Combined oxidative phosphorylation deficiency-32 is an autosomal recessive neurodegenerative disorder characterized by onset of delayed psychomotor development and developmental regression in infancy. Affected individuals have multiple variable symptoms, including poor or absent speech, inability to walk, and abnormal movements. Brain imaging shows T2-weighted abnormalities in the basal ganglia and brainstem consistent with Leigh syndrome (256000). Patient cells showed decreased activities of mitochondrial respiratory chain complexes, I, III, and IV, as well as impaired mitochondrial translation (summary by Lake et al., 2017).

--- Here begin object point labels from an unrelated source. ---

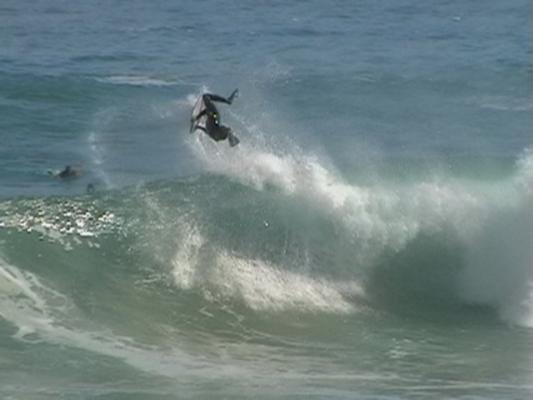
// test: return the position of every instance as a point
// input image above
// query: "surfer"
(68, 173)
(205, 117)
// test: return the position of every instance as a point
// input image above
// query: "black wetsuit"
(212, 125)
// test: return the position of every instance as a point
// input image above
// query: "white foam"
(133, 80)
(42, 314)
(259, 284)
(494, 222)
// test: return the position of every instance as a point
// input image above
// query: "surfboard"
(199, 106)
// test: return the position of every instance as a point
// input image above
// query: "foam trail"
(41, 313)
(260, 285)
(493, 222)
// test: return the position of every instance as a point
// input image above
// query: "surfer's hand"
(233, 95)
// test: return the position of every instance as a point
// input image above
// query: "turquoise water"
(370, 237)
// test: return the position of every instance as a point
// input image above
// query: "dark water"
(369, 238)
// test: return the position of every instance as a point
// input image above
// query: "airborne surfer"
(205, 117)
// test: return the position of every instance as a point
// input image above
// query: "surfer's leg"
(233, 140)
(216, 97)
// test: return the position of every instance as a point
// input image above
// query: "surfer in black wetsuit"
(212, 124)
(67, 173)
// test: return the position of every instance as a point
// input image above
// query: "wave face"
(369, 238)
(171, 278)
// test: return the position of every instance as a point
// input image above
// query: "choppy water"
(369, 238)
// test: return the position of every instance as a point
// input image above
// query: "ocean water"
(370, 237)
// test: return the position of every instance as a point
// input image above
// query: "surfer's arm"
(220, 99)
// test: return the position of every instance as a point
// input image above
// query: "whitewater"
(369, 238)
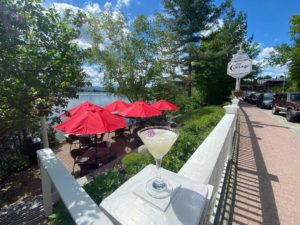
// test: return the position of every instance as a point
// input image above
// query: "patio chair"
(75, 153)
(72, 139)
(85, 141)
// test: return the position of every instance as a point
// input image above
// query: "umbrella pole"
(44, 132)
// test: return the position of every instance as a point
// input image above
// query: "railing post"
(231, 109)
(46, 189)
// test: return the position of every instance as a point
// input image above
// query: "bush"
(60, 216)
(134, 162)
(14, 162)
(104, 184)
(195, 126)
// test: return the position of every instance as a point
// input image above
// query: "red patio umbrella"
(140, 109)
(164, 105)
(92, 121)
(117, 106)
(79, 109)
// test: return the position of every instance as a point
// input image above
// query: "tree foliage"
(128, 56)
(187, 19)
(286, 54)
(40, 67)
(216, 51)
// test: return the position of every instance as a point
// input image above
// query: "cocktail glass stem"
(158, 183)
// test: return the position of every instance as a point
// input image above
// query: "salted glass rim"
(158, 127)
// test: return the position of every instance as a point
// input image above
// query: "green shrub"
(104, 184)
(60, 216)
(195, 126)
(14, 162)
(133, 159)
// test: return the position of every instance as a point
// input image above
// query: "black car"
(265, 100)
(248, 95)
(253, 98)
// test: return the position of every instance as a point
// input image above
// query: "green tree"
(214, 54)
(186, 19)
(40, 67)
(128, 57)
(290, 55)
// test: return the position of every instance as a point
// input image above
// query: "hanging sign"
(239, 69)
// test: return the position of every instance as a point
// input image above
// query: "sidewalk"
(268, 176)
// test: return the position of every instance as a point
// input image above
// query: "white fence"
(205, 166)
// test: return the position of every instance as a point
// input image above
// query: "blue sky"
(268, 20)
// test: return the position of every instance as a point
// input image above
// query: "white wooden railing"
(205, 166)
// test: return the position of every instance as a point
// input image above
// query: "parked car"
(249, 96)
(289, 103)
(265, 100)
(253, 98)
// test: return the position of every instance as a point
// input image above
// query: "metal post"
(44, 132)
(237, 84)
(46, 189)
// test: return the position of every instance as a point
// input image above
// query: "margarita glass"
(158, 141)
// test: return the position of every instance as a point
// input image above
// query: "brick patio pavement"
(268, 177)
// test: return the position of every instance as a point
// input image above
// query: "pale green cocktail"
(158, 141)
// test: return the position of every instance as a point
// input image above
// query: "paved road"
(268, 178)
(294, 127)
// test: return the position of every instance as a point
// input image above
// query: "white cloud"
(82, 43)
(93, 8)
(107, 6)
(121, 3)
(94, 74)
(61, 7)
(212, 27)
(267, 69)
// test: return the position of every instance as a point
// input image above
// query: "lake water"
(98, 98)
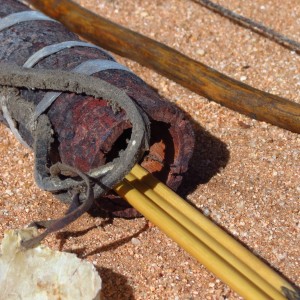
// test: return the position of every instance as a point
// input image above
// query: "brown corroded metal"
(88, 133)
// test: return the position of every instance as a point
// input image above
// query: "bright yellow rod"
(190, 243)
(221, 236)
(206, 238)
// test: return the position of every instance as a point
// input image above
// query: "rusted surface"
(88, 132)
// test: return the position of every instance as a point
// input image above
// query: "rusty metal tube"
(88, 133)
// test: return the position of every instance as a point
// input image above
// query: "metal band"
(88, 67)
(23, 16)
(52, 49)
(12, 126)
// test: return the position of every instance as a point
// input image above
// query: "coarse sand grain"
(244, 174)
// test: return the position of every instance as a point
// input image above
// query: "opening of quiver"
(87, 132)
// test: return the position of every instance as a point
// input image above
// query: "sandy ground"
(245, 174)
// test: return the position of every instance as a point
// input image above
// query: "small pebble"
(135, 241)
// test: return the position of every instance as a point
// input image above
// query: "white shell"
(43, 274)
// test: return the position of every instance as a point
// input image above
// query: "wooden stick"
(189, 73)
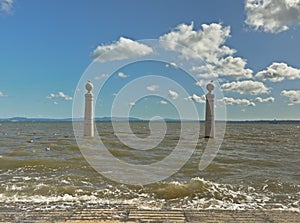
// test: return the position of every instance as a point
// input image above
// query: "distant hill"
(132, 119)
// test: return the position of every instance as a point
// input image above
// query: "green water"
(257, 167)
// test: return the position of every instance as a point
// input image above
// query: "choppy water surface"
(257, 167)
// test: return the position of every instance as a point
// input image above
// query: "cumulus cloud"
(196, 98)
(277, 72)
(208, 43)
(172, 64)
(162, 102)
(61, 95)
(272, 15)
(2, 94)
(152, 87)
(233, 101)
(292, 95)
(233, 67)
(246, 87)
(201, 83)
(122, 49)
(173, 94)
(6, 6)
(131, 104)
(262, 100)
(100, 77)
(122, 75)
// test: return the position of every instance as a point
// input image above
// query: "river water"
(257, 167)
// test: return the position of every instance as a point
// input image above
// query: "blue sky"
(250, 47)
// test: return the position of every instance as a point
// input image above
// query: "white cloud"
(172, 64)
(208, 43)
(2, 94)
(152, 87)
(100, 77)
(61, 95)
(6, 6)
(196, 98)
(272, 15)
(262, 100)
(122, 75)
(64, 96)
(122, 49)
(162, 102)
(201, 83)
(233, 101)
(233, 67)
(246, 87)
(277, 72)
(292, 95)
(173, 94)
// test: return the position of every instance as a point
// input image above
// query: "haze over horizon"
(251, 48)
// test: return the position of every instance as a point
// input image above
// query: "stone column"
(210, 114)
(89, 111)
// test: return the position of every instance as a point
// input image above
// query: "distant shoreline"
(117, 119)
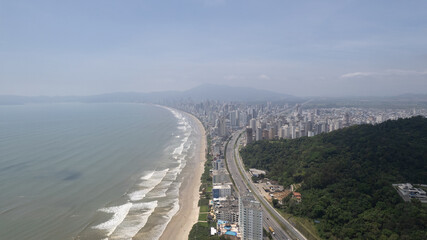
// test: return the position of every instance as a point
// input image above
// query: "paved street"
(241, 185)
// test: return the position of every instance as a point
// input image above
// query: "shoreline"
(181, 223)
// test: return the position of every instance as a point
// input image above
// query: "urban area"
(241, 201)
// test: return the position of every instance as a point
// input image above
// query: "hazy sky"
(303, 48)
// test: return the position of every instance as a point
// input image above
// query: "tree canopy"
(346, 178)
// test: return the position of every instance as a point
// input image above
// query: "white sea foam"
(135, 221)
(147, 176)
(149, 183)
(175, 207)
(119, 214)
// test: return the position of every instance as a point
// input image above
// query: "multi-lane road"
(271, 218)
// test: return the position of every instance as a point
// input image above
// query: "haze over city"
(310, 48)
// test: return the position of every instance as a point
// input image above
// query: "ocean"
(91, 171)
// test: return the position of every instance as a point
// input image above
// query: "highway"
(243, 184)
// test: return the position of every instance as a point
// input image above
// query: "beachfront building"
(250, 218)
(228, 210)
(221, 190)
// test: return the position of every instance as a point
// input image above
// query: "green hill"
(346, 178)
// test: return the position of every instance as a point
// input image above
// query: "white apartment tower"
(250, 218)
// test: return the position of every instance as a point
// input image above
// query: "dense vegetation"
(346, 178)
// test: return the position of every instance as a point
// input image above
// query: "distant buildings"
(250, 218)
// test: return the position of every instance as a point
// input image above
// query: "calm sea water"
(90, 171)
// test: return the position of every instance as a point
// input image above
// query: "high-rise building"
(249, 135)
(253, 124)
(250, 218)
(258, 134)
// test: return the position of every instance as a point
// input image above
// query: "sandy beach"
(180, 225)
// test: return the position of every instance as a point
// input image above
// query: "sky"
(302, 48)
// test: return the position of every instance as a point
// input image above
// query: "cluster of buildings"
(237, 216)
(240, 217)
(268, 121)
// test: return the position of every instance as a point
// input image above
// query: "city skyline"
(333, 48)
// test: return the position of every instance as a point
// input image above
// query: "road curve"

For a discussion of genetic heterogeneity of combined oxidative phosphorylation deficiency, see COXPD1 (609060).

Clinical Features

Lake et al. (2017) reported 6 patients from 4 unrelated families with COXPD. Two families were of Puerto Rican descent, 1 was Italian, and 1 French. Five patients presented in the first 4 to 6 months of life with developmental delay and neurodevelopmental regression. The sixth child (patient S4) presented at 10 days of age with poor feeding and neurologic symptoms, such as no eye contact, hypotonia, dystonia, and pyramidal syndrome of the lower limbs; he died at age 8.5 months. Another child (S1), born of consanguineous Italian parents, showed poor feeding, irritability, lethargy, and intermittent breathing abnormalities; he died at age 9 months. The other children were alive between 2 and 17 years of age. All had a similar disease course, with axial hypotonia, delayed psychomotor development, often with regression or loss of milestones, inability to walk, poor or absent speech, and abnormal movements, including tremor, spasticity, choreoathetoid movements, hyperkinetic movements, hyperreflexia, and dystonia. More variable features included dysconjugate eye movements, exotropia, strabismus, nystagmus, kyphoscoliosis, and mild joint contractures. Two sisters had severe microcephaly (-8 SD) and coarse facial features, and 1 patient had optic atrophy with central vision loss. Brain imaging in all patients showed abnormal T2-weighted signals in the brainstem and basal ganglia, consistent with Leigh syndrome. Muscle biopsies showed variably decreased activities of mitochondrial respiratory complexes I, III, and IV. Laboratory studies showed increased serum and CSF lactate. Postmortem examination of the brain in 1 patient showed rarefied neuropil, vascular proliferation, and gliosis affecting the brainstem, inferior cerebellar peduncles, midbrain, basal ganglia, and thalami.

Inheritance

The transmission pattern of COXPD32 in the families reported by Lake et al. (2017) was consistent with autosomal recessive inheritance.

Molecular Genetics

In 6 patients from 4 unrelated families with COXPD32, Lake et al. (2017) identified homozygous or compound heterozygous mutations in the MRPS34 gene (611994.0001-611994.0004). The mutations, which were found by whole-exome sequencing and confirmed by Sanger sequencing, segregated with the disorder in the families. Patients cells showed decreased levels of MRPS34 protein, consistent with a loss of function, variably decreased activities of mitochondrial respiratory complexes I, III, and IV, and a defect in mitochondrial translation. Patient cells showed decreased levels and assembly of small mitoribosome subunit proteins with sparing of the large subunit; these findings were consistent with destabilization of the small subunit. Expression of wildtype MRPS34 rescued these cellular defects.